Good old fashioned lover boy
第8章 愛にすべてを
「ジュエル、どうしてここに…。」
そう言うと彼女はスルスルと私の背後に戻った。
恐らく屋敷内に侵入した彼と鉢合わせになってしまったのだろう。
すると、ジュエルが瞳をカッと見開いて彼の方を見始めた。
あぁ、こんなところで…。
「やめて!!!」
私が大声で叫ぶとジュエルはそのまま姿を消した。
「そうか、それで俺と目を合わせなかったのか…。」
「ごめんなさい、私…。」
「謝る必要はない。しかし、アンタはヤケに冷静だな。
普通、侵入者と鉢合わせにもなれば身の危険を感じて叫んで助けを求めたりその場から逃げるはずだ。
…何故それをしない。」
「過去にこの屋敷へ侵入し、見つかって殺された人を知ってるからです。
そのくらいはジュエルを使わなくても分かります。
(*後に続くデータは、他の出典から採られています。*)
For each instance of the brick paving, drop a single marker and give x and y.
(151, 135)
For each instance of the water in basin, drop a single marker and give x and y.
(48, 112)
」
随分と偉そうなことを言ってしまった。
これで相手が機嫌を損ねたら私は間違いなく殺される。
そう思っていたが、彼はフッと笑って私に言った。
「先ほどとは違ってまっすぐこっちを見てるな。
俺はかつて暗殺者として数多の人間を手にかけてきたが、アンタのように臆することなく立ち向かおうとするその姿に敬意を評したい。」
「そんな、私は…。」
またいつもの癖ですぐに自らで否定を入れようとしたが彼が食い気味で言った。
「俺が言うのもなんだがアンタはもう少しだけ自分に自信を持った方がいい。
それでは自らを良い方向へは持っていけない。
…ところで、机に置いてあるその手紙はなんだ。」
私は思わず肩をビクリとさせてしまった。
この手紙は、あの「青年」への…。
しかし、彼は全てを悟ったように私にまた言った。
「アンタがその手紙を渡したいと望む相手を俺は知っている。
アンタが良いのであればその手紙を持ってはいくが。」
こんな事を言われて信用する人間はなかなかいないがでも何も出来ない私にはこれしかないと思った。
「お願いします。」
手紙を渡すと彼はその見た目とは裏腹に穏やかな口調で私にまた言った。
「アンタの生まれはシチリアか?」
「いえ、私ではなく両親がそうなんです。」
「この世界に飛びこんで二度とは戻れないと思ったが、少しは故郷を少しだけ誇りに思えた。
礼を言うぞ。」
そう告げて彼は部屋から立ち去った。